Stephen Glover helpfully urges Telegraph senior management to “cool it” today and halt the ongoing “witch-hunt” to find out who leaked part of the Telegraph undercover story about Vince Cable to the BBC’s Robert Peston.
It has been widely reported that the Telegraph has appointed corporate private investigators Kroll Associates to find out the source of the leak. Private Eye has its version of events here.
It all relates to the 20 December story in which the Telegraph reported comments made by business secretary Vince Cable to two journalists posing undercover as constituents. In this first story – and in a so-called “full transcript” – the Telegraph omitted the one slam-dunk revelation made by Cable to reporters, that as business secretary he was fighting to block Rupert Murdoch’s bid to buy the 61 per cent of BSkyB he does not already own.
We found out about the comments at 2.30pm on 21 December courtesy of BBC business editor Robert Peston who published the real “full transcript” of Cable’s secretly recorded comments on his blog after they were leaked to him by a Telegraph insider.

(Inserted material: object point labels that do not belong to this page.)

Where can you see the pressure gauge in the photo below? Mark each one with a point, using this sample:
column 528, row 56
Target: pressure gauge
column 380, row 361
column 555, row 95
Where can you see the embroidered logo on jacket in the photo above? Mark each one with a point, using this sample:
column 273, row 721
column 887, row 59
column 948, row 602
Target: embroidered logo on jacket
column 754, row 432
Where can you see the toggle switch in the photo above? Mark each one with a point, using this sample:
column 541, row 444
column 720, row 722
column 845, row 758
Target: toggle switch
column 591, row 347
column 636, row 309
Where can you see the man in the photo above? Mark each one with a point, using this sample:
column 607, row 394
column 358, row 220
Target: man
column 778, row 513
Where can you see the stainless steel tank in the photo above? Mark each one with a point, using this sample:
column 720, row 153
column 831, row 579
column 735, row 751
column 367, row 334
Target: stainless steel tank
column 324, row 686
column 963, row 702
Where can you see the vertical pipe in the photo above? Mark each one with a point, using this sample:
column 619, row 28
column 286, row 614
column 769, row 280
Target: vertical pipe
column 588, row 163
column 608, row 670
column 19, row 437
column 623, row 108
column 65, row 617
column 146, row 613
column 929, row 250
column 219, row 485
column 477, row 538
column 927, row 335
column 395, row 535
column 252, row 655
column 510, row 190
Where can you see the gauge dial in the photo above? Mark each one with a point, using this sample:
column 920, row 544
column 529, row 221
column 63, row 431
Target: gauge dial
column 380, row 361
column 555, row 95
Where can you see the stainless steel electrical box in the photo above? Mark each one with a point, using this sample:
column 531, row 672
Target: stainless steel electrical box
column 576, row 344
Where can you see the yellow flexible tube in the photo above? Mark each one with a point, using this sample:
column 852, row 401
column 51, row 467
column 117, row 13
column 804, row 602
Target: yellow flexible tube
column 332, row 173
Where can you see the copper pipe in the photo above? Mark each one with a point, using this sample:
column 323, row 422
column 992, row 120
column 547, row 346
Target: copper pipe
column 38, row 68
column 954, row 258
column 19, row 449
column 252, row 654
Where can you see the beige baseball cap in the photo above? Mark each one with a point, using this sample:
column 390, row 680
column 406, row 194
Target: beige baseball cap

They revealed that Cable said: “I am picking my fights, some of which you may have seen, some of which you may haven’t seen.
“And I don’t know if you have been following what has been happening with the Murdoch press, where I have declared war on Mr Murdoch and I think we are going to win.”
Glover suggests that Telegraph management would be better to let sleeping dogs lie on this one.
The Telegraph insists that it always intended to publish Cable’s other comments – but that it was just spreading the stories out a bit. But the clear suspicion is that some insider felt the paper was being censored for political reasons.
The Telegraph’s owners are among those to have signalled their opposition to the Murdoch bid. The effect of publishing Cable’s comments was to make the success of the bid more likely, as Cable lost the power to decide on it.
On Friday it emerged that the Telegraph story was nominated in the Scoop of the Year category at The Press Awards.
The Press Complaints Commissions is still investigating whether use of subterfuge in this story was a breach of the Editor’s Code.
Earlier this month Financial Times editor Lionel Barber condemned it during a public lecture, saying: “It was nothing more than entrapment journalism.” He said that use of such methods can be ‘deeply corrosive not just to the newspaper’s bond with its readers but also to the body politic”.